At one time (already at the very end of a career) own team acted in a similar way with the famous pirate captain Edward England. Well, with three of his associates. And they managed not only to feed themselves, but also to concoct a primitive raft, on which they reached Mauritius to Madagascar. That's just the former glory and authority of a pirate even after such an epic deed, it was no longer necessary to experience - England ended his life in poverty, living on alms.
Alexander Selkirk, who became the prototype of Robinson Crusoe, also spent four years on a desert island. He's so fed up with the captain Whine to Stralding about the unsuitable seaworthiness of their ship, that he had landed him on the island of Mas a Tierra off the coast of what is now Chile. Selkirk rescued from loneliness four years later, the ships of the Woodes Rogers expedition. And here the ship with which it was written off was unlucky - it eventually sank almost with the whole crew, so that the boatswain's distrust of the ship turned out to be quite justified. Selkirk in general, by the way, according to the memoirs of contemporaries, distinguished by sobriety of thought and the gift of an intelligible story.

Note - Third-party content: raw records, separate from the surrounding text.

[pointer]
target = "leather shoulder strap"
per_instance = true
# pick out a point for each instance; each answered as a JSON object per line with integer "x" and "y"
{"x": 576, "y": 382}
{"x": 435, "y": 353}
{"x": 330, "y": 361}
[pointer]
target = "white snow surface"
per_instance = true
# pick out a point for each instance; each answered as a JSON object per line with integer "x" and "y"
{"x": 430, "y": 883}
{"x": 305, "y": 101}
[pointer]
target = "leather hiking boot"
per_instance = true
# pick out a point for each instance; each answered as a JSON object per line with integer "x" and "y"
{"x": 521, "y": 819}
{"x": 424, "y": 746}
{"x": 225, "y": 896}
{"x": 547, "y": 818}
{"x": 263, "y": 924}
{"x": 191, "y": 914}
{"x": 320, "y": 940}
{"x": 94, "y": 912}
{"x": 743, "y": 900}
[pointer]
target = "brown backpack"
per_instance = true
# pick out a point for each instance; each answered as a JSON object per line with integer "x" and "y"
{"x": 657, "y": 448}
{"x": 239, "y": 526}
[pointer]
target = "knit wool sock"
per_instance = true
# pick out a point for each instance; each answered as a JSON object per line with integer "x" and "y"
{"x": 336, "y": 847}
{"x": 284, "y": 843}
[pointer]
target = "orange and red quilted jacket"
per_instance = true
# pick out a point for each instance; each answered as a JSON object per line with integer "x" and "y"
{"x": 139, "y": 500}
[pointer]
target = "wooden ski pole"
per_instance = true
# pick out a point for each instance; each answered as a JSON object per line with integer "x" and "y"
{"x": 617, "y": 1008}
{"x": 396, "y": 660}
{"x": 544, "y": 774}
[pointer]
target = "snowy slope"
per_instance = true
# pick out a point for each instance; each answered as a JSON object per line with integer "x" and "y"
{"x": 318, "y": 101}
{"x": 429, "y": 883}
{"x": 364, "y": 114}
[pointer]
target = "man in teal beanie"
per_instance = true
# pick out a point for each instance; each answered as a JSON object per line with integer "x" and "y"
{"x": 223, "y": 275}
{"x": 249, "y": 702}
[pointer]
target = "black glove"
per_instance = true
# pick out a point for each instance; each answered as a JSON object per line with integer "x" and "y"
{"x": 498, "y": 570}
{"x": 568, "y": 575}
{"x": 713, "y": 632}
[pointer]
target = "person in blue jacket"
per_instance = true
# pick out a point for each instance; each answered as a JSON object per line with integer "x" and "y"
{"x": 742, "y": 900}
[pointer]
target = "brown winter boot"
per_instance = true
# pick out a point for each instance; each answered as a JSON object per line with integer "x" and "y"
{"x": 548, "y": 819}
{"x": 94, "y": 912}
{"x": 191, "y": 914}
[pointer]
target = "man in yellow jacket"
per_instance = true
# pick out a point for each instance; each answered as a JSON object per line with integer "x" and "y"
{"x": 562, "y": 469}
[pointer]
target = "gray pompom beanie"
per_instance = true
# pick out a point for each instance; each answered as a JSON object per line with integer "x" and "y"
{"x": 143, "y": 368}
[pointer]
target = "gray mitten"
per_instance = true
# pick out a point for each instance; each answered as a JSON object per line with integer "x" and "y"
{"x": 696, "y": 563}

Tom Hanks in the movie Cast Away (2000)
Stevenson in the novel about the ownerless treasures of Flint faded the pirate Ben Gunn is landed in the same way on a desert island. Moreover, it seems that we are talking about a pirate, but only at the time of landing he served on a completely respectable merchant!
Interestingly, in 1714 the captain of the royal British Navy Warwick Lake landed his sailor (for case, they say) on one of the islands of Anguilla (in the Caribbean Sea). Togo rescued some time later by transit Americans. And a survivor sailor Robert Jeffery complained to the Admiralty about his former captain. AND Warwick Lake found guilty and fired from the Navy! Considered that he exceeded his authority.
Interestingly, the term "marooning" comes from the word "maron", meaning runaway slave. Moreover, initially marooning was used specifically to the runaway slave who managed to escape from persecution. And to former domestic cattle who escaped from the farm and managed to adaptto live independently in the wild. Besides, there was a poetic euphemism that replaced the word "maroning" in private, informal conversation. "Became governor of the island" was spoken of unfortunate, left in the middle of the ocean on the first convenient piece of land. AND only a few survived among them - the governorship turned out to be difficult, dangerous position.